De acordo com as contas de Terry, que escreveu “Eye on the money; One man´s crusade against corruption” (lançado em 2007), os subornos teriam chegado a US$ 600 milhões, e a promessa de estimular a economia e criar pelo menos 65 mil novos empregos não foi cumprida. Segundo ele, em vez dos novos empregos, milhares de postos foram perdidos. “Estudos afirmam que o número de desempregados devido ao acordo pode ter chegado a 200 mil”, fala.
Na lista dos beneficiados do Acordo de Armas entre a Europa e a África do Sul no governo de Thabo Mbeki, que sucedeu Nelson Mandela, estão Jacques Chirac, Tony Blair, Helmunt Kohl…
– O dinheiro, certamente, não foi para a sociedade. Nós ainda não sabemos como eles dividiram entre os políticos da África do Sul e Europa. Mas meu senso diz que o dinheiro grande foi mesmo para os europeus – desabafa o escritor.
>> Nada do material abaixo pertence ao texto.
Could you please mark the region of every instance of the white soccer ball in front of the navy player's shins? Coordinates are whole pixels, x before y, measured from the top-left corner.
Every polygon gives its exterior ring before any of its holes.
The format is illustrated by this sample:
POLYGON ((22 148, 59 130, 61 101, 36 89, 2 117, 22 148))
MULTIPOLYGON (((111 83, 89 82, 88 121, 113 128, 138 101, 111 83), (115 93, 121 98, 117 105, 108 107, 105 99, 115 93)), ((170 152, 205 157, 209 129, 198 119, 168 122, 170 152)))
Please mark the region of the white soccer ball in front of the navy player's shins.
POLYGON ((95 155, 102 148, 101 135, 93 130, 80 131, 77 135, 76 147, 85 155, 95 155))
A democracia conquistada com a luta de muitos e principalmente de Mandela, eleito pelo CNA no ano de 1994, parece manchada com recorrentes casos de corrupção e descaso, que não cicatrizam a ferida aberta lá no início do século XX.
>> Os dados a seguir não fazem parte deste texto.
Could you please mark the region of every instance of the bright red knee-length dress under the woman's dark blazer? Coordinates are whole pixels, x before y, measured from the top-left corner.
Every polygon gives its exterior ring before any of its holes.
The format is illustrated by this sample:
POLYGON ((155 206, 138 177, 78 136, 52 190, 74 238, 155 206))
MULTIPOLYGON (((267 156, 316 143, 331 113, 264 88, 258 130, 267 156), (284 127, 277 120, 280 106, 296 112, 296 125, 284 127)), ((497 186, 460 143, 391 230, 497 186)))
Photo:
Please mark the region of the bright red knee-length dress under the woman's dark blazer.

Terry lembra que o cenário de opressão e desigualdade do apartheid (1948 – 1994) fora testado antes mesmo do nascimento do ex-presidente, em 1918. O Ato da Terra de 1913 confinou os negros a 13% das terras do pais, uma absurda disparidade, já que a população de negros e coloured (os mestiços) representava mais de 90% de toda a nação. Regularizado pelo Parlamento Sul-Africano, o Ato proibia os nativos de serem donos de suas próprias terras.
As mudanças no partido
O partido que levou Nelson Mandela ao poder e símbolo de luta contra a elite branca, o CNA (Congresso Nacional Africano), parece ter deixado seus princípios pelo caminho nos últimos anos. Para milhares de sul-africanos desapontados, ele já não faz jus aos propósitos (de justiça, igualdade e acesso à educação e saúde) que o fundaram em resposta à truculência dos senhores do apartheid. Na presidência desde 1994, ele enfrentou muitas denúncias de corrupção, se dissolveu, perdeu lideranças e membros que criaram outra frente antes da eleição presidencial de 2009, o COPE (Congresso do Povo), e, agora, um novo, o AGANG, lançado há poucos dias.
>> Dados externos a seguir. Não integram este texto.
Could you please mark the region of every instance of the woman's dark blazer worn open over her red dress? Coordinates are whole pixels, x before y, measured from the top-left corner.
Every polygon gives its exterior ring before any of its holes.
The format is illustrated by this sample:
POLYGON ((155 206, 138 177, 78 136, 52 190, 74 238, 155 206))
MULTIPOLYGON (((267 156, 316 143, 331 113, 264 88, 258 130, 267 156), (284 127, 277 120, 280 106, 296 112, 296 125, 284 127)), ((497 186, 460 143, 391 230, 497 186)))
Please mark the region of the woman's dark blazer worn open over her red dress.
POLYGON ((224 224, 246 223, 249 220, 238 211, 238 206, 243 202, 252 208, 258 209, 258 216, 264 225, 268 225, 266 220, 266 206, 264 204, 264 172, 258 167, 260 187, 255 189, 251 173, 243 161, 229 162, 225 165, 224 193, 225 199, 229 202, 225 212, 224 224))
– O CNA provavelmente será destituído por causa da corrupção. Esse novo partido, o AGANG, é a expressão do povo contra a corrupção. Ele está sendo dirigido por uma educada e privilegiada mulher de 65 anos que trabalhou no Banco Mundial e foi uma importante ativista no Movimento de Consciência Negra – afirma Terry sobre Mamphela Ramphele, que, nesta semana, prometeu reverter todo o estrago feito pelo CNA.
Em comunicado à imprensa, ela atacou o ex-presidente Jacob Zuma dizendo que o povo sul-africano está há 20 anos esperando por empregos e melhores condições de saúde, educação, moradia e que a população precisa agir agora.
– O CNA joga a carta da raça sempre que a corrupção ou qualquer outra questão se coloca, mas isso está perdendo força. Estamos começando a nos mover contra isso. Nós temos aproximadamente 15 partidos. Eu espero que AGANG faça um bom trabalho de união com outros partidos para que nós alcancemos um sistema mais condensado. A democracia é parte do legado de Nelson Mandela para o sociedade, e não podemos deixar que ela perca sua força.